- Cover art
- Developer(s): MicroProse
- Publisher(s): MicroProse
- Designer(s): Andy Hollis
- Platform(s): Amiga, Atari 8-bit, Atari ST, Commodore 64
- Release: 1985: Atari 8-bit, C64 1988: Amiga, Atari ST
- Genre(s): Simulator
- Mode(s): Single-player

= Kennedy Approach =

1985 video game

Kennedy Approach is an air traffic control simulation computer game released by MicroProse for the Atari 8-bit computers and Commodore 64 in 1985. It was designed by Andy Hollis. Ports for the Amiga and Atari ST were published in 1988.

==Gameplay==

A thunderstorm roams

The player assumes the role of a controller in a Terminal Radar Approach Control, giving instructions to aircraft so that they can safely land, as well as take off and enter their correct flight corridors. The purpose of the game is to manage the flights that are presented to the player without the flights being delayed or exiting/landing in the wrong location. The aircraft either come flying in on the screen and have preset exit or landing points or show up as wanting to take off with an exit point. It is the player's job to determine the route each aircraft flies and when they may land or take off.

The aircraft cannot be too close to each other, so the player needs to make sure that they are passing each other on different flight levels or with sufficient distance (three grid dots north/south or east/west) between them. If an aircraft crashes, collides in midair with another aircraft, or exits at the wrong location or altitude, the system will inform the air traffic controller, and the game will end at the end of the shift. Aircraft do not change course/altitude unless the player tells them to. Incoming aircraft not given clearance to land, however, will go into a holding pattern and wait until given clearance. When necessary, the player can also give holding instructions to aircraft, as long as their course takes them over a VOR tower which is used as the holding fix.

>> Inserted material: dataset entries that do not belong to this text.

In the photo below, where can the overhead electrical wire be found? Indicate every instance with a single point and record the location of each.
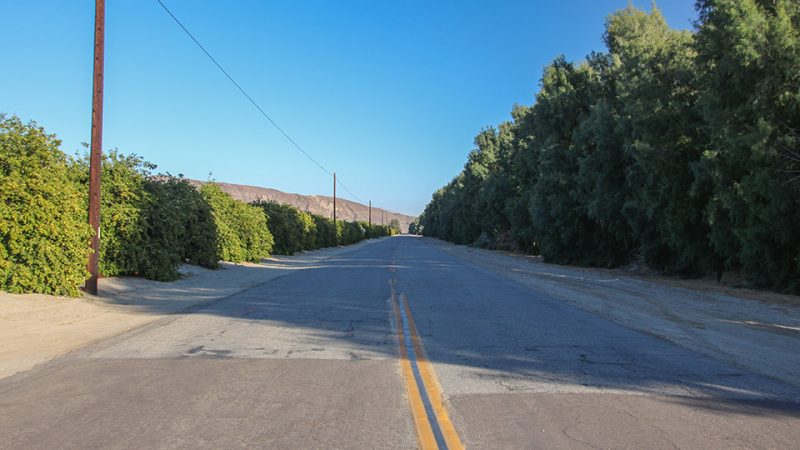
(257, 106)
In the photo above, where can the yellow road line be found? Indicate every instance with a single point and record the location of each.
(425, 436)
(432, 384)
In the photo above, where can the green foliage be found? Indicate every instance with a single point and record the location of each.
(294, 230)
(681, 147)
(44, 235)
(749, 58)
(242, 232)
(326, 231)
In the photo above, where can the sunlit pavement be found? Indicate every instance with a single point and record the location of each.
(311, 360)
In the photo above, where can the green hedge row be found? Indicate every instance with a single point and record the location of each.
(150, 224)
(296, 230)
(679, 147)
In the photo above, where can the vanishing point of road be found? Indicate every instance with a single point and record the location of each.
(396, 344)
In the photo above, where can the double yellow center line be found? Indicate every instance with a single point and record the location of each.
(434, 429)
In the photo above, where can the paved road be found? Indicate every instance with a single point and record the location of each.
(311, 360)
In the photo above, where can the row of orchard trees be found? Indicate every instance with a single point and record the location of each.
(679, 146)
(150, 224)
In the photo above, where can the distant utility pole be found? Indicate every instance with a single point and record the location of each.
(95, 157)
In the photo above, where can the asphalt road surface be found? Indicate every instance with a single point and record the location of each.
(392, 345)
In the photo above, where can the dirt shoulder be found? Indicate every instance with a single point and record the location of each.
(37, 328)
(754, 330)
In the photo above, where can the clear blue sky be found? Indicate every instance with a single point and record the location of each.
(387, 94)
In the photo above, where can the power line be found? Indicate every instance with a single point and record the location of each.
(261, 110)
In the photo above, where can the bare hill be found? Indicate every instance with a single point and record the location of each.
(315, 204)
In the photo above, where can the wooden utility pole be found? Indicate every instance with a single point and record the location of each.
(335, 227)
(95, 157)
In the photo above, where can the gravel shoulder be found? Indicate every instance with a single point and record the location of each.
(754, 330)
(37, 328)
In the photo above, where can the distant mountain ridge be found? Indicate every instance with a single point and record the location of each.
(315, 204)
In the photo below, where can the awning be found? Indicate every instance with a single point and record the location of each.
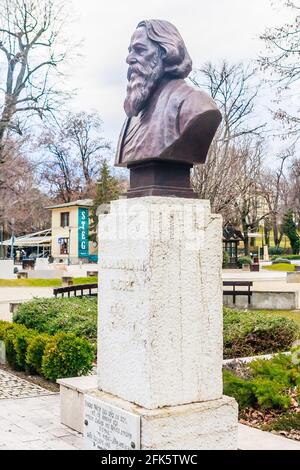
(43, 238)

To start with, there are few flights at the same time, but at higher GS levels, there are many flights that need management at the same time. Also storms which the aircraft can not pass through show up and some aircraft have very little fuel and have to land fast or they will crash.

There are five airspaces in the game:
- Atlanta
- Dallas/Fort Worth - Map includes an inaccuracy in that Love Field is portrayed as northeast of Dallas/Fort Worth International Airport when in fact it lies to the southeast.
- Denver - Includes the Rocky Mountains to the west, over which planes cannot fly below a certain level.
- Washington, D.C. - Includes the No-fly zone over the U.S. Capitol through which planes may not fly at all.
- New York City

Three types of aircraft are presented in the game:
- Cessna light planes - Referred to as "November" flights, a reference to their aircraft registration numbers which all start with N in the United States.
- Boeing 747 - Flies twice as fast as a Cessna light plane.
- Concorde - Flies twice as fast as a 747.

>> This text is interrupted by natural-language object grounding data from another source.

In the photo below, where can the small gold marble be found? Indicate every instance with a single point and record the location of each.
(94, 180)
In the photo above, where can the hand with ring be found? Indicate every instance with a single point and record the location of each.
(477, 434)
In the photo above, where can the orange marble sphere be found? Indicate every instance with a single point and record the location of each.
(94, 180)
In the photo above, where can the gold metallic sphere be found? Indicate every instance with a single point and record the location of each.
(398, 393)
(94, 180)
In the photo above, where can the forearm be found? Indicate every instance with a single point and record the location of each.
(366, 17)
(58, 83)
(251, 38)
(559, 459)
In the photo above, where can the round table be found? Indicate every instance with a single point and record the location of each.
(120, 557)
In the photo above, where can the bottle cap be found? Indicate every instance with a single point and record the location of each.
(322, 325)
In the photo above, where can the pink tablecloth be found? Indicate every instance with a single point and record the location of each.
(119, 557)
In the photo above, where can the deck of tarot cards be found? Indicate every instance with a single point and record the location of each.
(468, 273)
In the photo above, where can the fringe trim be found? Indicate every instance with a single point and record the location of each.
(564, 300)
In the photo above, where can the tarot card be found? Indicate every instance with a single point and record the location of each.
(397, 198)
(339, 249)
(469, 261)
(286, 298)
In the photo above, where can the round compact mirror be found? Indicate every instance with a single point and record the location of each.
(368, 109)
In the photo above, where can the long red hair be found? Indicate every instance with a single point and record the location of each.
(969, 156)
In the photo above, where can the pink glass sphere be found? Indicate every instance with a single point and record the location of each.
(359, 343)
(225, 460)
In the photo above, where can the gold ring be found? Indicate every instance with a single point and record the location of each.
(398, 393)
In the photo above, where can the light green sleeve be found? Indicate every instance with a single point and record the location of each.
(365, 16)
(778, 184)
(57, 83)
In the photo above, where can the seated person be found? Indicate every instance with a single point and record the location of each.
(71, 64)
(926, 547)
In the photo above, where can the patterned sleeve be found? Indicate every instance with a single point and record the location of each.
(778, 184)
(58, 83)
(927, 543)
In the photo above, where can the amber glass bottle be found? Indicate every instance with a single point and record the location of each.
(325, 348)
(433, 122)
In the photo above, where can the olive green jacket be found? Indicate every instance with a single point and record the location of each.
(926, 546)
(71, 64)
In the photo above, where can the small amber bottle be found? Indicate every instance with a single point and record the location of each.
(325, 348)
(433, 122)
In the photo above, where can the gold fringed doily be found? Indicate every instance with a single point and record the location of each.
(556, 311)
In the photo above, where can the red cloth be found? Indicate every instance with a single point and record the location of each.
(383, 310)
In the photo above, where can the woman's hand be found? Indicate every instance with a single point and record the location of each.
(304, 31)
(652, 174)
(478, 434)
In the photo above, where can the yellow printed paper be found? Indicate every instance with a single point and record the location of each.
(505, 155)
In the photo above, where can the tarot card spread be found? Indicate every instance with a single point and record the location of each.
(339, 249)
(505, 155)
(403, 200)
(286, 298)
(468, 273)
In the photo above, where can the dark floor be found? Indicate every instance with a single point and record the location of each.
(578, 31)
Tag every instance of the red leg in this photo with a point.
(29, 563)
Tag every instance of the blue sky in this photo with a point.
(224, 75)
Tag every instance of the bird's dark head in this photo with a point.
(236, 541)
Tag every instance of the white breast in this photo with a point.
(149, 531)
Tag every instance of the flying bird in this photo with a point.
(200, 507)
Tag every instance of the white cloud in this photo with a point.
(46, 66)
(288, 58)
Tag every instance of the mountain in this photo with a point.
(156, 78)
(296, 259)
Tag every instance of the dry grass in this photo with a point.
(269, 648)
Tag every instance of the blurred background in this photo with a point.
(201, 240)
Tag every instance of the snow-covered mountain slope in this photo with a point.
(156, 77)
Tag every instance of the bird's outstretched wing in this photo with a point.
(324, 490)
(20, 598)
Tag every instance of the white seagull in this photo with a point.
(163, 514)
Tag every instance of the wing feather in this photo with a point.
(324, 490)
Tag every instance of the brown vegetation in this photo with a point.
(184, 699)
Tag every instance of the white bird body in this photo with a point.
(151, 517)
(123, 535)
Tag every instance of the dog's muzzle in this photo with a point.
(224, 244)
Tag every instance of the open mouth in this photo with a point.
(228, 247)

Four airlines are depicted in the game:
- American Airlines
- Delta Air Lines
- United Airlines
- Air France - Operates the Concordes

In both the Atari and C64 versions, the conversations between the controller and the aircraft are read out on the TV loudspeaker. Although they are quite ritualized and formal, and the blocks of words which make up the orders are clearly distinguishable, synthesized speech was an impressive feat for home computers that averaged fewer than 64 kilobytes of available RAM.

==Reception==
Compute! stated that "the sweat on your palms when you play Kennedy Approach is quite real", and approved of the documentation. It concluded that the game "is a fascinating, well-designed simulation for someone who wants to get a taste of what air traffic controllers do all day (and night) ... Kennedy Approach gets a clammy hands rating of 9 out of a possible 10".